Même en open space, on peut créer une ambiance. Une simple rubalise, des affiches d’indices, des objets mystérieux posés çà et là : en quelques heures, l’environnement change radicalement. Le visuel compte autant que le scénario. Un décor soigné crédibilise l’histoire, surtout pour les collaborateurs les plus réservés. Parfois, c’est ce simple changement de décor qui libère la parole.

Foire aux questions

Est-ce qu'un collaborateur très timide peut vraiment s'amuser dans un jeu de rôle ?

Oui, tout à fait. La force de la murder party, c’est qu’elle offre plusieurs façons de participer. Un profil discret peut excellir dans l’analyse des preuves, la synthèse ou l’écoute attentive. Même sans prendre la parole, son regard peut déceler un mensonge. Les rôles passifs sont souvent les plus stratégiques.

Peut-on organiser une enquête si nos bureaux sont en open space ?

Absolument. L’open space se transforme facilement en scène de crime avec un balisage clair des zones : salon, bureau du défunt, salle d’archives. Des paravents ou des cordons peuvent délimiter des espaces. L’essentiel est de créer des micro-zones explorables, même dans un grand plateau.

Comment exploiter les résultats de l'enquête lors du débriefing de lundi ?

Les comportements observés pendant le jeu - leadership, écoute, prise de décision - peuvent être discutés en douceur la semaine suivante. Sans jugement, mais en soulignant les forces émergentes.

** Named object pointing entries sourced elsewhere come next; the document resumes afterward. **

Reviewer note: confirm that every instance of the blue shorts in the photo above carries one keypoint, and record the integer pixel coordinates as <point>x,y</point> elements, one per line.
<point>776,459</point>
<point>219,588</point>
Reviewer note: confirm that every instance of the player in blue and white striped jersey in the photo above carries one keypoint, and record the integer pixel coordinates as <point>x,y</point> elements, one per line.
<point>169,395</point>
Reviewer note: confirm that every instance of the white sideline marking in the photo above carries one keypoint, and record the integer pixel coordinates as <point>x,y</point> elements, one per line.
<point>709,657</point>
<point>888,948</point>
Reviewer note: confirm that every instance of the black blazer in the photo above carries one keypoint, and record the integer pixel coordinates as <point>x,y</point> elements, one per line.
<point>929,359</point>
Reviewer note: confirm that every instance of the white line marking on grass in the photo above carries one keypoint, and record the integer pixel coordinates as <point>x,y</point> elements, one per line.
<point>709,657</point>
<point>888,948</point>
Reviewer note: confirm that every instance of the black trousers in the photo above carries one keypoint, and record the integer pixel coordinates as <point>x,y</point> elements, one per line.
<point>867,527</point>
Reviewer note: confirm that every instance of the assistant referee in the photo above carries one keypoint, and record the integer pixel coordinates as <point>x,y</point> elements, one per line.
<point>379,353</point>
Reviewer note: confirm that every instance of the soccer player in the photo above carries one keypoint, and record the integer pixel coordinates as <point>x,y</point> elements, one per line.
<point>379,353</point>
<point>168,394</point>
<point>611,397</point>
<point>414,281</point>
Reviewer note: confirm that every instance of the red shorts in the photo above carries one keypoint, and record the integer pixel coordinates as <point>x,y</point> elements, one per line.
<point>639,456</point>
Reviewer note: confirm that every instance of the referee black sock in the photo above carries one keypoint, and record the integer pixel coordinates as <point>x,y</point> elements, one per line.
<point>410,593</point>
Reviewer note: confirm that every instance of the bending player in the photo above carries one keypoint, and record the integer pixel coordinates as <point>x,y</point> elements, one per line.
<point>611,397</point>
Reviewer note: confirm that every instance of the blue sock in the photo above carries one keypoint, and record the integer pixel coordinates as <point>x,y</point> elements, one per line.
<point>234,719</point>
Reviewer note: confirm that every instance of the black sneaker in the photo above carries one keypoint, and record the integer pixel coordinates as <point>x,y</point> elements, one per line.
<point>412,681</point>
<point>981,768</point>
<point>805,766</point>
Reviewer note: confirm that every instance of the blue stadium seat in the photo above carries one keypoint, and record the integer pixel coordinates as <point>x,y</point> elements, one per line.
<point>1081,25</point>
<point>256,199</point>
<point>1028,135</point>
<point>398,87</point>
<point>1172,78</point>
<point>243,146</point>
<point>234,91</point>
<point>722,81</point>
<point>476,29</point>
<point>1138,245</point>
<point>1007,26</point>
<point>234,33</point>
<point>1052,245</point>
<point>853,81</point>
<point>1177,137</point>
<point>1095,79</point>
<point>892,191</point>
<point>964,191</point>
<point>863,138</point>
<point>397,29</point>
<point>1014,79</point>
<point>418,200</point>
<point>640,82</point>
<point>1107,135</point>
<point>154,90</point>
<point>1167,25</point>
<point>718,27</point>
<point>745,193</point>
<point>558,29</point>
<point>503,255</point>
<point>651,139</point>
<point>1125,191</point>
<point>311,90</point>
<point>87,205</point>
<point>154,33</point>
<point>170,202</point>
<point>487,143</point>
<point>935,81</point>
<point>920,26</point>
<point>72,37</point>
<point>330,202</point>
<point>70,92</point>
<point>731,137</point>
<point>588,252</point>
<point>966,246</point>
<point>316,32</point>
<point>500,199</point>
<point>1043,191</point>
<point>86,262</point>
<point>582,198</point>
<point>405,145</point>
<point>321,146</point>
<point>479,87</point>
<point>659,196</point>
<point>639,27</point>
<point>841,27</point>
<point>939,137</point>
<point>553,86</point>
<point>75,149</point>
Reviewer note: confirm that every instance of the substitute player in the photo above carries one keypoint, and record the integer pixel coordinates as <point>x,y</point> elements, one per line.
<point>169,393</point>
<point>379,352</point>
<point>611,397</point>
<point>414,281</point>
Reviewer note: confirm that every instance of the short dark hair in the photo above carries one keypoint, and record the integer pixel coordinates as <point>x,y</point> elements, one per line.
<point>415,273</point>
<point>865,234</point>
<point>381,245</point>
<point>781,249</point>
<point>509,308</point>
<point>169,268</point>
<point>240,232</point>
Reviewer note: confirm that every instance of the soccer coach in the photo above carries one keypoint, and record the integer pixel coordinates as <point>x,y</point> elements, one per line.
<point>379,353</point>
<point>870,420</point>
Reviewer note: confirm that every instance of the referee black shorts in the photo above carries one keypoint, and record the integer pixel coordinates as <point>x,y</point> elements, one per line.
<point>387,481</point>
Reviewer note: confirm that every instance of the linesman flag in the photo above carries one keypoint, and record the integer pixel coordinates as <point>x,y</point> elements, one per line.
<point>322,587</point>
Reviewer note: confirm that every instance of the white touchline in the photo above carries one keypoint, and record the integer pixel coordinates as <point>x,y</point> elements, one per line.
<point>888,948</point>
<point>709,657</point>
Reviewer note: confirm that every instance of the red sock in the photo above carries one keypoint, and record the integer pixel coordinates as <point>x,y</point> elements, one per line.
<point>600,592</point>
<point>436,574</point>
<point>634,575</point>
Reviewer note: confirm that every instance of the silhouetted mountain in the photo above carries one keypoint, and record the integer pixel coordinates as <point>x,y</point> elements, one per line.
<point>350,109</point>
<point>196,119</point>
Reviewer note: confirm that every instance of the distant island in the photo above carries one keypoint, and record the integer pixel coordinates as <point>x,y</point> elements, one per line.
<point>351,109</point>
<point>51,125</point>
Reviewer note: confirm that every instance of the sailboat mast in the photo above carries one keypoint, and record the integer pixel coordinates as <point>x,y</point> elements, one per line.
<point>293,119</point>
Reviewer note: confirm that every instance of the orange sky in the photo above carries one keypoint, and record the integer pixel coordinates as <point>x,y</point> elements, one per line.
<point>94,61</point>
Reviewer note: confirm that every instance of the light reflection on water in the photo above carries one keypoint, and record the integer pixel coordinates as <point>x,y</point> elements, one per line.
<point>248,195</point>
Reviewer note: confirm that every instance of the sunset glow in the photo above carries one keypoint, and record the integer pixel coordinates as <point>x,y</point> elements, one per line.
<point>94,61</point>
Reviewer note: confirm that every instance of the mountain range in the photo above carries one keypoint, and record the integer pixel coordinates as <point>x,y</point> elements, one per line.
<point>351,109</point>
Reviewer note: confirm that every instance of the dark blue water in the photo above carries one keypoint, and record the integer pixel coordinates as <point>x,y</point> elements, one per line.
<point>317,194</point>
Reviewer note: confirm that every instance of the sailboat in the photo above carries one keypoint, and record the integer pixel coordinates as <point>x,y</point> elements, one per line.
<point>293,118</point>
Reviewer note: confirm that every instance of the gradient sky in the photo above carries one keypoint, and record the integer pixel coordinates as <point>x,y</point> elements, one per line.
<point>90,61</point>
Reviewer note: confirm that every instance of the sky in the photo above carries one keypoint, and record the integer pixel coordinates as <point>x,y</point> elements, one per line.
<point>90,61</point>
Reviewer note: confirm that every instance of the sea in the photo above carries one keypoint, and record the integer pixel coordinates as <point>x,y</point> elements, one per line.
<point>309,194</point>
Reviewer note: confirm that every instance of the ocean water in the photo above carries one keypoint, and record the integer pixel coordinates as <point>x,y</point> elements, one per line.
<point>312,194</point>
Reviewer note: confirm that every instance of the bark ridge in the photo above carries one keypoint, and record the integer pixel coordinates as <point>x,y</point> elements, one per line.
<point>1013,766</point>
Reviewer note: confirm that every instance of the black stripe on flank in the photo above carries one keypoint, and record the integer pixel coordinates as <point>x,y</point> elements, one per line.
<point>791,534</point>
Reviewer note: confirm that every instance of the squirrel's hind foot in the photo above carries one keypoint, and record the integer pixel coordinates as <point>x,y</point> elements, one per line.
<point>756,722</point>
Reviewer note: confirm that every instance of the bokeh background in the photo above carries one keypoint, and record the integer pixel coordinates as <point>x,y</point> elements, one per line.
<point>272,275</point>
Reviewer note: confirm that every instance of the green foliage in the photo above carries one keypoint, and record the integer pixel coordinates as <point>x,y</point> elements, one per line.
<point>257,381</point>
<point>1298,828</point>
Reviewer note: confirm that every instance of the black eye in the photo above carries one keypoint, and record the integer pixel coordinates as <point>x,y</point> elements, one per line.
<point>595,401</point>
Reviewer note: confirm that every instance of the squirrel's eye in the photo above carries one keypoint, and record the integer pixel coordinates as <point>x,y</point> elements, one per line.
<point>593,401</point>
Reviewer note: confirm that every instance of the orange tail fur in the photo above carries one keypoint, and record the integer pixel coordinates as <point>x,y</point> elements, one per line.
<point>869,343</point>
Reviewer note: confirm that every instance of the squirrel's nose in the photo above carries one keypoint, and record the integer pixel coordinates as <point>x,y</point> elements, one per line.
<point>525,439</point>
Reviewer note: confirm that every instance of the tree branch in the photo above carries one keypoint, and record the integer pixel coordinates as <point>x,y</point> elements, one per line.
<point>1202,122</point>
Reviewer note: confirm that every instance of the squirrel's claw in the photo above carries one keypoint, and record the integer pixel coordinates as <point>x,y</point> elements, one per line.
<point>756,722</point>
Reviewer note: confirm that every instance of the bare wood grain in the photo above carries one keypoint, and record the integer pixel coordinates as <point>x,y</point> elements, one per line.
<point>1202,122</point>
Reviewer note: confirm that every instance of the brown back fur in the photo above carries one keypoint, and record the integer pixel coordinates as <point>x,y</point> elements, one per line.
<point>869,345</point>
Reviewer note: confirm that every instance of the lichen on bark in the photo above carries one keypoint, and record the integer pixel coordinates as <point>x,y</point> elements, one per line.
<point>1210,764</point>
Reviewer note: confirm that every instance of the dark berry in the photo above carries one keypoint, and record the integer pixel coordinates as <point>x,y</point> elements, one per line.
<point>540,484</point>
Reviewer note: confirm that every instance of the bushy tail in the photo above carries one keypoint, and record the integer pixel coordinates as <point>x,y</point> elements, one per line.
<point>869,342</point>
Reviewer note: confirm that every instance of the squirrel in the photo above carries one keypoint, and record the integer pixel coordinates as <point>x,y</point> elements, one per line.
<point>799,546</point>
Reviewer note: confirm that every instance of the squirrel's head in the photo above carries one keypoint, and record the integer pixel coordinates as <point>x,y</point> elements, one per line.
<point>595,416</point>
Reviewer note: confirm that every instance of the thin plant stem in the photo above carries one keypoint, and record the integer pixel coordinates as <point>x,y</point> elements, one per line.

Par exemple : “J’ai remarqué que quand X a présenté son analyse, tout le monde s’est arrêté pour écouter.”

Quelles sont les clauses de confidentialité habituelles pour les scénarios ?

Les scénarios sont souvent protégés par des clauses de propriété intellectuelle. Les vidéos et documents produits pendant l’événement ne sont pas diffusés sans accord. Les animateurs signent généralement une clause de confidentialité, surtout si l’intrigue s’inspire de codes internes à l’entreprise.